My daughter just started Grade 1 in a French school so she is learning to read and write this year (she can read a little already but in English). I live in Western Quebec and I am quite impressed with her school's teaching method for reading which is a combination of phonics and words by sight, seems to be working quite well as my daughter now reads a lot of words already.

The NEA opposes home schooling they want all kids to be dumbed down at these rotten public schools controled by the NEA and other leftist

the english language was *built* on phonetics.

you learn to SPEAK before you learn to read; the letters are merely a reflection of the SOUNDS you are speaking, ergo emphasis on phonetics is correct.

is it true grade schoolers are taught to read by recognizing the entire word? they may as well start teaching Chinese writing .....

Phonics worked for us. Utilizing a phonics-based book we purchased from the Chicago Tribune, my wife taught our children to read before they went to Kindergarten. The three oldest are now a teacher, an occupational therapist and a college senior preparing for optometry school.
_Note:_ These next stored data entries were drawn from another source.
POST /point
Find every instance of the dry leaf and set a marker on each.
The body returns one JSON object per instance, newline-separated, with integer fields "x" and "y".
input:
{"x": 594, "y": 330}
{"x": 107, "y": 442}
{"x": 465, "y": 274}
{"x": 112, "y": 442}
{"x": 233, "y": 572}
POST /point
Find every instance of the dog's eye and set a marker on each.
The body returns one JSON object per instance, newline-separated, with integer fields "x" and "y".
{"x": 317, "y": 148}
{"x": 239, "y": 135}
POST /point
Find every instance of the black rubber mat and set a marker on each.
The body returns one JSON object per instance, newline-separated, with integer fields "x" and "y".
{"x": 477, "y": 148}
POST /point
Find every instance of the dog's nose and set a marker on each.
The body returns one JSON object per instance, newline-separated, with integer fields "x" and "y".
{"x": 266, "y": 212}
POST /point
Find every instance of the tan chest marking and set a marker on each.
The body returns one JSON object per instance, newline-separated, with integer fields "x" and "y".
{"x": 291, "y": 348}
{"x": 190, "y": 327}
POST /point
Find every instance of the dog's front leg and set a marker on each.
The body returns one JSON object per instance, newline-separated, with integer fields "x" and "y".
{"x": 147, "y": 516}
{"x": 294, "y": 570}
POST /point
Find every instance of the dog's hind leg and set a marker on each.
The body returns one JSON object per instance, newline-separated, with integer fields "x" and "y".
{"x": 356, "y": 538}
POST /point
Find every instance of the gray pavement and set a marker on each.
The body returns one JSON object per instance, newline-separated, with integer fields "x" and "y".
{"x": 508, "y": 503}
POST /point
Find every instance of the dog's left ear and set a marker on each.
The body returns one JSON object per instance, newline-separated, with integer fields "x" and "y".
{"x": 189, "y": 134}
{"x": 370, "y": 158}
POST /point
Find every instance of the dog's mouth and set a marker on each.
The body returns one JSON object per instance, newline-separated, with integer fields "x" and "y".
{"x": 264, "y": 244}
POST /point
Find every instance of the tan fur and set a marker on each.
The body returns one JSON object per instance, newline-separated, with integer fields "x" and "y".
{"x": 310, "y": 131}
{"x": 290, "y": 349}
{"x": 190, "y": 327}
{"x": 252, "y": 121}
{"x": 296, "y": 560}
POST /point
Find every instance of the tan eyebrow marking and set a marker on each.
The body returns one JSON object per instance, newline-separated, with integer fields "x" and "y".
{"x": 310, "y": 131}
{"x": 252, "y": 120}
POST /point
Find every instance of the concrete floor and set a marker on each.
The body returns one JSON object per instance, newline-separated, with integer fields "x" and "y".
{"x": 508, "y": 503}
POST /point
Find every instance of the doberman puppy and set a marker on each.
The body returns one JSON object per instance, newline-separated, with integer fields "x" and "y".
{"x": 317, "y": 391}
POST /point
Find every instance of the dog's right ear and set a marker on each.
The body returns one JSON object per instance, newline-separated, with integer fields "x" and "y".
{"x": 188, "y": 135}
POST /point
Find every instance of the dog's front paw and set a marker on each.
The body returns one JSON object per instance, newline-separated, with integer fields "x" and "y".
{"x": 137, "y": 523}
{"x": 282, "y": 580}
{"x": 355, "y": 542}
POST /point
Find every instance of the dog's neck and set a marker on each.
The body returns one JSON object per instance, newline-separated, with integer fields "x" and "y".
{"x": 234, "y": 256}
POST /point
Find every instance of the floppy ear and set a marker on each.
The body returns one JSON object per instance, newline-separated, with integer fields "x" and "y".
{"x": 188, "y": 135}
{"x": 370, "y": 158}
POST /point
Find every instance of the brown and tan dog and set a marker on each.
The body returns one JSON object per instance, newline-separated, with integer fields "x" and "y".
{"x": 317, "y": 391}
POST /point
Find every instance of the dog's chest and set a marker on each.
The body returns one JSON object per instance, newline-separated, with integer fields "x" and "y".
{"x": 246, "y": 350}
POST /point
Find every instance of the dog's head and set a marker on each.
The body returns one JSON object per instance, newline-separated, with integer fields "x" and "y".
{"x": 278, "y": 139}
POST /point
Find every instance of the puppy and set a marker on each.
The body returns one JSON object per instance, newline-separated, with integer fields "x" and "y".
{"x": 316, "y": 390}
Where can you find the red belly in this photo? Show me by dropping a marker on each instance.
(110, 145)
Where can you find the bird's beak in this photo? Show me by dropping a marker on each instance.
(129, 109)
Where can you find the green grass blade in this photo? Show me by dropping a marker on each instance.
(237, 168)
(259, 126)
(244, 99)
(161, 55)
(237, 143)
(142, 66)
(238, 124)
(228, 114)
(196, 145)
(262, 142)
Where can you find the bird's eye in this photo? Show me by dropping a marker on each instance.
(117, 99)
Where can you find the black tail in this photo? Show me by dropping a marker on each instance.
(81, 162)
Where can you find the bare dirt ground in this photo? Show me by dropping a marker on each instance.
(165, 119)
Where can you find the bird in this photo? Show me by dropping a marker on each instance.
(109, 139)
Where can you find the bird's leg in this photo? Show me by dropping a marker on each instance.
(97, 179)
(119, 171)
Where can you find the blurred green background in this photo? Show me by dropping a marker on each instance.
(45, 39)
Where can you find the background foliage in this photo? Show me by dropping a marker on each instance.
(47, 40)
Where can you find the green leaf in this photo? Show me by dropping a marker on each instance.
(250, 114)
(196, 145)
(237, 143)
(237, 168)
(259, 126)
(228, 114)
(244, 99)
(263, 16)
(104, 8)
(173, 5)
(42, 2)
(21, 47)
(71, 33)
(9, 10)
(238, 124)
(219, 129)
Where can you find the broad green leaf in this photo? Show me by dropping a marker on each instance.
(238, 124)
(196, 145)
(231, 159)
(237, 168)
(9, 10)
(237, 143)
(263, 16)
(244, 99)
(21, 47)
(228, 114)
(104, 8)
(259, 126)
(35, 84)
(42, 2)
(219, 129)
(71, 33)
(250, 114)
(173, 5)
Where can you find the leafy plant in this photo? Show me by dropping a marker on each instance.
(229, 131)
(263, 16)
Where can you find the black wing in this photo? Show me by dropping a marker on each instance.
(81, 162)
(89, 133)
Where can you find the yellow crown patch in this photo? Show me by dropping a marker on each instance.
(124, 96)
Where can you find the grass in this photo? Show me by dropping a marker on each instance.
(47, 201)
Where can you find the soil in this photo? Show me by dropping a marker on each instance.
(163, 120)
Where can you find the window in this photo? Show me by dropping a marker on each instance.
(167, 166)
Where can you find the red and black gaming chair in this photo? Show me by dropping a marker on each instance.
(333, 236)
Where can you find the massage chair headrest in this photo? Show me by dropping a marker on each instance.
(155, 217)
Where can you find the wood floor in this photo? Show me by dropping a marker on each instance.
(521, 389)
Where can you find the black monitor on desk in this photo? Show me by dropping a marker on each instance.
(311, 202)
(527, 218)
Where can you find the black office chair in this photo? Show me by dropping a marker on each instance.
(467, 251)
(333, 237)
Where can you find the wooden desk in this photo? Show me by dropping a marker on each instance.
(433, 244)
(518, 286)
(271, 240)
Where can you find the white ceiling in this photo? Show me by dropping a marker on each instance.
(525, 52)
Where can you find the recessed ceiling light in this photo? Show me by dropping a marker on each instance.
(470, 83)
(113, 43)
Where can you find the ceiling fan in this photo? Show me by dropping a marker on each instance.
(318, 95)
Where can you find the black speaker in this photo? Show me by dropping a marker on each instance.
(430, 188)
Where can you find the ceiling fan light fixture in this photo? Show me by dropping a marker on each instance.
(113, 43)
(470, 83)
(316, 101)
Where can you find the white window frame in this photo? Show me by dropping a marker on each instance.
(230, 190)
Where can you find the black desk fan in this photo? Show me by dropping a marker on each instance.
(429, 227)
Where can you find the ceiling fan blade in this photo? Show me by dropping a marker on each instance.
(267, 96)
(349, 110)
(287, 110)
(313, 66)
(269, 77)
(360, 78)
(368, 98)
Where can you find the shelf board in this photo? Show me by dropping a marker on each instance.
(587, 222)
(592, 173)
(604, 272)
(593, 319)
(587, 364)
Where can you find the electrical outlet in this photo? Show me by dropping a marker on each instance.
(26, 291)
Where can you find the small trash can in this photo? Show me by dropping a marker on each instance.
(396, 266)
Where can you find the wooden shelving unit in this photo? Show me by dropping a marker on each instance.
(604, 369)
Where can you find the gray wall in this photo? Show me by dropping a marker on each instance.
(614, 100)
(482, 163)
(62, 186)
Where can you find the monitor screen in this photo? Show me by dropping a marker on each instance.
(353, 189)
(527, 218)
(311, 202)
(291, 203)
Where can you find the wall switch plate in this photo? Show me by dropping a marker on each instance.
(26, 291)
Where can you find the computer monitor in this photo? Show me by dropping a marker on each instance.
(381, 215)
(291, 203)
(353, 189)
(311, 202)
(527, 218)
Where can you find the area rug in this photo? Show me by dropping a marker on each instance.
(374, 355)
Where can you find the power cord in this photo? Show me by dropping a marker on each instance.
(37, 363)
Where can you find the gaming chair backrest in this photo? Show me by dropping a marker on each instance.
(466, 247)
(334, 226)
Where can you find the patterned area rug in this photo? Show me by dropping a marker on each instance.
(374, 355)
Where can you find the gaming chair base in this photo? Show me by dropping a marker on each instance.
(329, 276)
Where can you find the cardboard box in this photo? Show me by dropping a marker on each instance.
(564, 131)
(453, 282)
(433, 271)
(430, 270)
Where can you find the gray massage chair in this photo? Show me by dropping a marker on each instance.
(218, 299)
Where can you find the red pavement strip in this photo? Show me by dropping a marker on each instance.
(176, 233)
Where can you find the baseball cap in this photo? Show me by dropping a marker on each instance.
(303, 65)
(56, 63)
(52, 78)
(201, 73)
I've never understood this phonics/whatever debate, but then it isn't important to me. I learnt to read by recognizing sounds from groups of letters and also the "special cases".

If Kate learnt via "phonics" then I can understand that the left detests the approach :-)

PS I learnt to mis-spell with a computer :-)

Just returning from Wikipedia. Yes, I learnt via phonics. I didn't know that. It is so natural. I was reading the English Daily Telegraph when I was seven. I was atheist by 11. I am now Joe Blow-nowhere.